As stabilization agent, Goldman Sachs manages Snap's price setting and the additional allocation of shares to underwriters.
The IPO is the first test of investor appetite for a social-media app that is beloved by teenagers and people under 30 for applying bunny faces and vomiting rainbows onto selfies, but has yet to convert "cool" into cash.
Despite a nearly seven-fold increase in revenue, the Los Angeles-based company's net loss widened 38 percent last year.

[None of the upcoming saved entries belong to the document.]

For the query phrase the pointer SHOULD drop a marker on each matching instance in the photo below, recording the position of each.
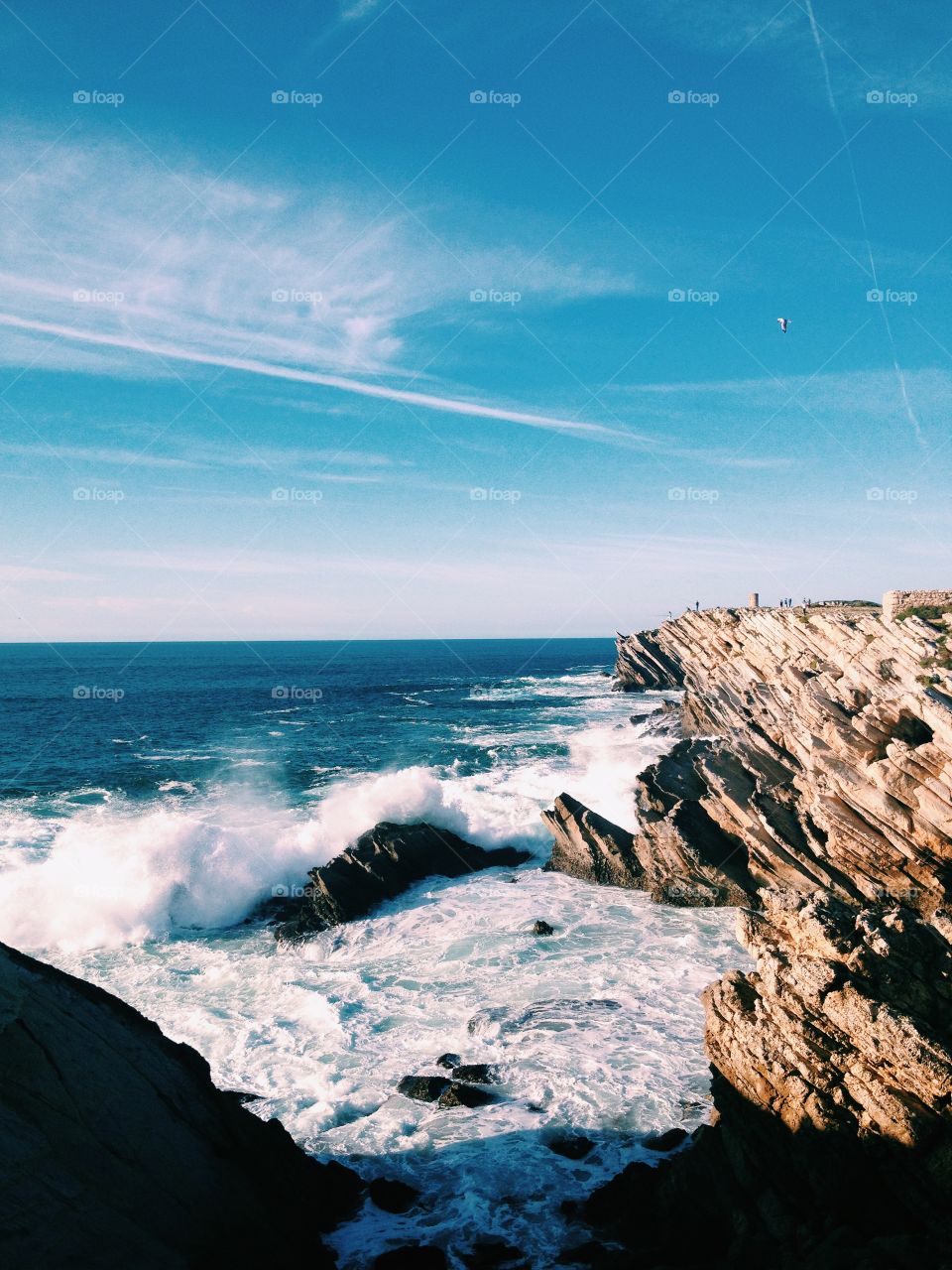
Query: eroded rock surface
(117, 1150)
(814, 788)
(382, 864)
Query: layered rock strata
(382, 864)
(812, 786)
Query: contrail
(273, 370)
(832, 99)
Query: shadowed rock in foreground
(117, 1150)
(382, 864)
(814, 788)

It faces intense competition from larger rivals such as Facebook's Instagram as it grapples with decelerating user growth.
Snap priced 200 million shares on Wednesday above its expected range of $14 to $16 dollars a share.
The sale was well timed, as investors look for fresh opportunities after 2016 marked the slowest year for tech IPOs since 2008. The launch could encourage debuts by other so-called unicorns, tech startups with private valuations of $1 billion or more.
Investors bought the shares despite them having no voting power, an unprecedented feature for an IPO at odds with rising concerns about corporate governance over the past few years from fund managers looking to gain influence over executives.
Although Snap is going public at a much earlier stage in its development than Twitter or Facebook, the five-year-old company is valuing itself at nearly 60 times revenue, more than double the 27 times revenue Facebook fetched in its IPO.
To justify its relatively high valuation and fend off concerns about slowing user growth, Snap has emphasized how important Snapchat is to its users, how long they spend on the app and the revenue potential of the emerging trend for young people to communicate with video rather than text.